Theme: Communication, interaction.

What makes the artist profession possible? Is it more of a tradition than an actual purpose?

Having determined that themes are what is keeping art together and maybe even constitutes art itself, then what is the artist? Is being an artist even a profession in itself, or should we consider it an additional profession, on top of another? A sort of parasite profession, or maybe to make it sound a little nicer; a profession in symbiosis with another profession such as a sociologist who makes art, a politician who makes art, a designer who makes art.

This theme about themes is about the artist role, asking: how would we like to look at the artistic profession? Should the artist be a subjective, analytic machinery who filter themes and passes them along nicely packaged, ready to be consumed? Is the artist the middle hand, the wholesaler between the theme and the public who then gives the final word on the analysis? If that is the case, is the artist even needed? If contemporary economical reasoning applies to contemporary art, meaning it would simply be like any other trading of information, then the artist would not be needed anymore. Taking the artist out of the game would purify the handling of information.

Noice reduction by artist reduction.

If the artist is more than just an analytic machinery chewing through given themes, then does theme really matter?

Excerpt from travel grant application, 2004:

“Right now I am working with the theme of how to handle ones fears. The fear of the evil, and the uncontrollably evil. Many of my works and exhibitions breathe a hint of “super niceness”. My graduation work at Valand Art Academy was sort of a “central station for niceness”, but could also be viewed as a “human trap”. I have also produced works that includes a survival backpack, as well as plants as life carriers.

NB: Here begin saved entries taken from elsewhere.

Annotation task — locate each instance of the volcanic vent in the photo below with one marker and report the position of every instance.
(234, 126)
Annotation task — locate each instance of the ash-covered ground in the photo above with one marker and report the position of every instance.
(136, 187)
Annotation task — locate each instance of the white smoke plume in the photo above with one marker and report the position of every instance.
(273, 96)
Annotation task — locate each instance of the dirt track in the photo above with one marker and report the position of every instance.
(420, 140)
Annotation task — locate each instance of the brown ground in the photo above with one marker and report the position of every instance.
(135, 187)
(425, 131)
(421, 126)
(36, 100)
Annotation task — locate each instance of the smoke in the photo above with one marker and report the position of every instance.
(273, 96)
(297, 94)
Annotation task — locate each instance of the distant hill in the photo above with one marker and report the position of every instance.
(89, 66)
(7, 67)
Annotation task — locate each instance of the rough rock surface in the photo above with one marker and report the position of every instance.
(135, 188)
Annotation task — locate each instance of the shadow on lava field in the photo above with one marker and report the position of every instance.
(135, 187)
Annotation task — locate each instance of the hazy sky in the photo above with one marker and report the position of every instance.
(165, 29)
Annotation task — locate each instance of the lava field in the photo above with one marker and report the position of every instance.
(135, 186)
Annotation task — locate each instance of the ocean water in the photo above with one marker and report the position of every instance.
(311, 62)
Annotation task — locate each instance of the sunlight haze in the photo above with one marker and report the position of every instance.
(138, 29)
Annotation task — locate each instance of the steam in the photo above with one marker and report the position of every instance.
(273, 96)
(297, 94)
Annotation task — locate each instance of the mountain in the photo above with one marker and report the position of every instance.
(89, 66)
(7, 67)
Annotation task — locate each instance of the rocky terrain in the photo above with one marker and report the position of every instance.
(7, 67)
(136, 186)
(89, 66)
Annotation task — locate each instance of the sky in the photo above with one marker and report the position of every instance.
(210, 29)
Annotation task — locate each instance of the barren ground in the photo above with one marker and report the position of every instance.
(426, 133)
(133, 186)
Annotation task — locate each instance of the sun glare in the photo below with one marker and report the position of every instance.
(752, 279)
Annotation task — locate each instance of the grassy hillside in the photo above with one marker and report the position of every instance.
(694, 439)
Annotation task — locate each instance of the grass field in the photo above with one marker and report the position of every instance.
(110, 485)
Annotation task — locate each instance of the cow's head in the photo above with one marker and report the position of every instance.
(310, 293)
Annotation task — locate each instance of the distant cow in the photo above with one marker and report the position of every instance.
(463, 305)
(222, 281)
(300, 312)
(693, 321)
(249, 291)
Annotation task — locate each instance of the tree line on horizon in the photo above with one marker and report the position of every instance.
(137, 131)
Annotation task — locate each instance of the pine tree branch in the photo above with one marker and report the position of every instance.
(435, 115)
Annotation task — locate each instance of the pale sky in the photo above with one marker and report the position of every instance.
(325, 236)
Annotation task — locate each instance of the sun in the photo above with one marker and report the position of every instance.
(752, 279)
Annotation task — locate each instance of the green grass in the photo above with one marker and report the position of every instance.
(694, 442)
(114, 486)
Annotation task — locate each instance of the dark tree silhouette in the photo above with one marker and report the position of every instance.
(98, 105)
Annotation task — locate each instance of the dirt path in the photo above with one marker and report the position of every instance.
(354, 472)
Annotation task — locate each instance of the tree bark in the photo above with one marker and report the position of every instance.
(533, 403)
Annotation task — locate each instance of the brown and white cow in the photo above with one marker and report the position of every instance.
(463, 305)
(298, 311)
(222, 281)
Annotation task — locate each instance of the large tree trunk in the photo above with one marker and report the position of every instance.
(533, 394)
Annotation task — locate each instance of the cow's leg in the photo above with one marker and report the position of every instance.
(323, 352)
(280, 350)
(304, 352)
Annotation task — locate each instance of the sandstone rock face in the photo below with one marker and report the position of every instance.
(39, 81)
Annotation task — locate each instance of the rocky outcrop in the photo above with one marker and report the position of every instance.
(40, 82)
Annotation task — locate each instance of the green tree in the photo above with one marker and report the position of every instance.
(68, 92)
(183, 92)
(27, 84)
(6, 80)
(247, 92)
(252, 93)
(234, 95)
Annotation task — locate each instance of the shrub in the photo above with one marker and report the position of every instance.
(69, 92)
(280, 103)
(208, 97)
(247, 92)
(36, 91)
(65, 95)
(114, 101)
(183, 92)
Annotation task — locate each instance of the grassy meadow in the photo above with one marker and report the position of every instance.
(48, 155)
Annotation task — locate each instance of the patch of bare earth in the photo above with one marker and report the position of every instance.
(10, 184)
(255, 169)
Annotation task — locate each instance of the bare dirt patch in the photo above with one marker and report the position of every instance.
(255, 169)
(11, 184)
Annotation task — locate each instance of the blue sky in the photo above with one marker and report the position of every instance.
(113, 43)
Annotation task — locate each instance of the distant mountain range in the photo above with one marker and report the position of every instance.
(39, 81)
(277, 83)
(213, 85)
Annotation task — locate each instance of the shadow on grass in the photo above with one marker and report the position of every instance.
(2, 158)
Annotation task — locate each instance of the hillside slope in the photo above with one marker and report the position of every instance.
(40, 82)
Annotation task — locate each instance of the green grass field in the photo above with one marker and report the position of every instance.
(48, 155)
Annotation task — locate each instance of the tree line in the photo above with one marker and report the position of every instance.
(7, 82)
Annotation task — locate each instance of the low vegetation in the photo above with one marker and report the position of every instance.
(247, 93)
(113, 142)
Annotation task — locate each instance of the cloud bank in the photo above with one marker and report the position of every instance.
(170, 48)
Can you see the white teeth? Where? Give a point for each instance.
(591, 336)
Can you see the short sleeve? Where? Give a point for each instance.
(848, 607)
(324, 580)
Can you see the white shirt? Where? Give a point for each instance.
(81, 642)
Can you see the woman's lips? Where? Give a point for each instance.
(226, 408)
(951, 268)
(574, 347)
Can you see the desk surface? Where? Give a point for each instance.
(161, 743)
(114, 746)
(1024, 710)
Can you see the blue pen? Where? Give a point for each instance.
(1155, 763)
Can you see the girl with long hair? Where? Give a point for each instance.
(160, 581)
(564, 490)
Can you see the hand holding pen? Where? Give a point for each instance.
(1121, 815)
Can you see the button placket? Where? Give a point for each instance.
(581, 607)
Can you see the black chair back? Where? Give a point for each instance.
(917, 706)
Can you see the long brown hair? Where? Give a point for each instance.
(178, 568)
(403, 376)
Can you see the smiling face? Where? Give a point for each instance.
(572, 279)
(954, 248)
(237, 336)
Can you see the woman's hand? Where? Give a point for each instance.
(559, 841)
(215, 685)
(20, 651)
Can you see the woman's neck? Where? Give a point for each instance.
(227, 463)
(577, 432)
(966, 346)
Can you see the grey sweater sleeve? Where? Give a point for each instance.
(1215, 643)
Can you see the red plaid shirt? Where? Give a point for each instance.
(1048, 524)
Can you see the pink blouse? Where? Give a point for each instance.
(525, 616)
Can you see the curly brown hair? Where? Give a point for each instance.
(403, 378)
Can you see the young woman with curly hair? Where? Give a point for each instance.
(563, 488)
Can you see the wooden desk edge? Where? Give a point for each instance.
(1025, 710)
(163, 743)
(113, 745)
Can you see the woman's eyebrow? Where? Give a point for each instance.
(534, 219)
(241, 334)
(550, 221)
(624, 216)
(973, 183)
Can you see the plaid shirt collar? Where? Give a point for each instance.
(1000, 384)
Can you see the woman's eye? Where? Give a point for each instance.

“In my work, H.P Lovecraft has become a returning object of study. Since I was studying literature before I studied art, I always felt is was very natural to use fiction as a resource. In my theories regarding fear it has struck me how much the concept of fear has changed in the US and Europe. During the cold war the fear of the nuclear bomb was a type of fear that we handled collectively. In recent years, there has surfaced yet another war-related fear, a private one this time, -the fear of terror. Terror strikes when we least expect it, in our homes, at our workplace or at the theater. In other words, fear has become a much more private business, as opposed to a collective one such as the fear of the nuclear bomb. I see parallels between the fear of terror and early H.P Lovecraft stories.”

“This trip would therefore become a connection between early twentieth century gothic aesthetics and today’s contemporary art, through the literature of H P Lovecraft. In what ways has gothic, romantic literature (and art) influenced our times on an artistic, private and general level?"

Theme: Fear and terror.

"The artist is who questions it all”

The artist has the task of putting together a variety of statements and phenomena, but outside and beyond the demand for truth or reality. The artist profession is the profession that invents possibilities and visions of what “could be”. The artist becomes the gatherer. The artist becomes the theme-worker.